Duro colpo inferto ai ladri di rame da parte della polizia ferroviaria di viareggio. Questa tipologia di furti, in drastico aumento nel corso degli ultimi mesi, ha visto un picco particolare in toscana e più precisamente in versilia, dove solo nei pressi di viareggio sono stati saccheggiati i binari per ben tre volte tra il 27 ottobre e il 3 novembre. Dalle forze dell’ordine dunque l’attenzione è stata particolarmente alta.
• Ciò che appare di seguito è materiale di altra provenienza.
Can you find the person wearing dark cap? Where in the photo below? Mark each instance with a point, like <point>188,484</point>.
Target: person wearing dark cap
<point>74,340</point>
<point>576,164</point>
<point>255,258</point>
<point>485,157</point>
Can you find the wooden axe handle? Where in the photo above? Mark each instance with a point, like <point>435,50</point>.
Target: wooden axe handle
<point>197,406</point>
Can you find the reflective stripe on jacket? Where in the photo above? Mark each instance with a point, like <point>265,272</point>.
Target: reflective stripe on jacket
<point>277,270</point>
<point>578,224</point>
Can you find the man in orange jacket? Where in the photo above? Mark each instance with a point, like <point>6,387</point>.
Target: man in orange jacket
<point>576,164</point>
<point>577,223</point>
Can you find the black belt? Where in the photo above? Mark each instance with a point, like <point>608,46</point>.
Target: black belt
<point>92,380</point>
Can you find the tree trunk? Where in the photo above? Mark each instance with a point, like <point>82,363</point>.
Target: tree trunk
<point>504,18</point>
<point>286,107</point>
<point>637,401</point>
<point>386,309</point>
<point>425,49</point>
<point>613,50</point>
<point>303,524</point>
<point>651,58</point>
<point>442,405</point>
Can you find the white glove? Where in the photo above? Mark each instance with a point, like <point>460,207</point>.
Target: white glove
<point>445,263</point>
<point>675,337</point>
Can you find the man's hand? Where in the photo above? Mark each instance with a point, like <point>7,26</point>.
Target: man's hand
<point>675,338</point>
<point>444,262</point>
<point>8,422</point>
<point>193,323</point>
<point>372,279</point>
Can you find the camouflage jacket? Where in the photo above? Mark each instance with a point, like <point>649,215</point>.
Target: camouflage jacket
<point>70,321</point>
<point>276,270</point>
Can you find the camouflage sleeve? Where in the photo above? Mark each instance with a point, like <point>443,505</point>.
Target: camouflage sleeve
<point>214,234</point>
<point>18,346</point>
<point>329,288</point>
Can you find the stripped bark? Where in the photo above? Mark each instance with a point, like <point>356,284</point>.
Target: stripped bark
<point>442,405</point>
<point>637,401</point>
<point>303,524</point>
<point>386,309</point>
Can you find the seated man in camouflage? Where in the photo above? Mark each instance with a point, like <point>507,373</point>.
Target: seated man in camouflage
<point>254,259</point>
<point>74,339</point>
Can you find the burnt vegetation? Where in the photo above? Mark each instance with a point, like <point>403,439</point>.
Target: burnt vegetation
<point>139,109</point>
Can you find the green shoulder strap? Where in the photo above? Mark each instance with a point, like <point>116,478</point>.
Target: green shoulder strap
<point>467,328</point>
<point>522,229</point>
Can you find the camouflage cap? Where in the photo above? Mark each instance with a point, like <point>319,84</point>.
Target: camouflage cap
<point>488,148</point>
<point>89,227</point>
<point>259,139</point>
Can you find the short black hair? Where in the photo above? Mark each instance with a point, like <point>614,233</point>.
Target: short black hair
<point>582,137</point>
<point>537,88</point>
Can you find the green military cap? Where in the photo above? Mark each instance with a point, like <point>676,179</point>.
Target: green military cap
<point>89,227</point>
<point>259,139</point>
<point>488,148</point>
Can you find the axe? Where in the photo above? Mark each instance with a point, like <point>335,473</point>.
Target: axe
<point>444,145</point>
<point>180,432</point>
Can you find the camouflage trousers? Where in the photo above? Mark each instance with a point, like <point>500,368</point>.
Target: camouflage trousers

A finire in arresto sono stati due fratelli romeni, di 18 e 20 anni, sorpresi dopo un appostamento da parte della polizia, culmine dei servizi ad hoc disposti per contrastare il fenomeno. I due avevano preso come “magazzino” un casolare abbandonati, anni fa sede di una ditta manifatturiera, lungo la via aurelia sud di Viareggio. Durante alcuni pattugliamenti, la polfer ha rinvenuto nella vegetazione circostante diverso materiale ed è così scattata la sorveglianza sullo stabile. Verso le ore 23 di giovedì gli agenti sono stati premiati dall’individuazione dei due fratelli che, complice il buio, i sono introdotti nella struttura, forse proprio per portare via il rame sottratto alle ferrovie. Le forze dell’ordine hanno deciso di attendere prima di agire, e una volta che si sono rese conto che i malviventi stavano probabilmente dormendo, sei agenti della Polfer di Viareggio, diretti dal comandante Alberto Govi, hanno sorpreso alle prime luci del mattino i fratelli traendoli in arresto. Risultato dell’operazione il recupero di 150 kg di rame, molto ancora inguainato mentre parte per così dire “sbucciato” dalla gomme protettiva. L’oro rosso, così definito, ricavato dal materiale ferroviario è di buona qualità e può valere dai 4euro e mezzo ai sei per chilogrammo. Somme che i due non potranno però riscutere: accusati di ricettazione e interruzione di pubblico servizio, sono adesso in carcere in attesa della convalida del GIP.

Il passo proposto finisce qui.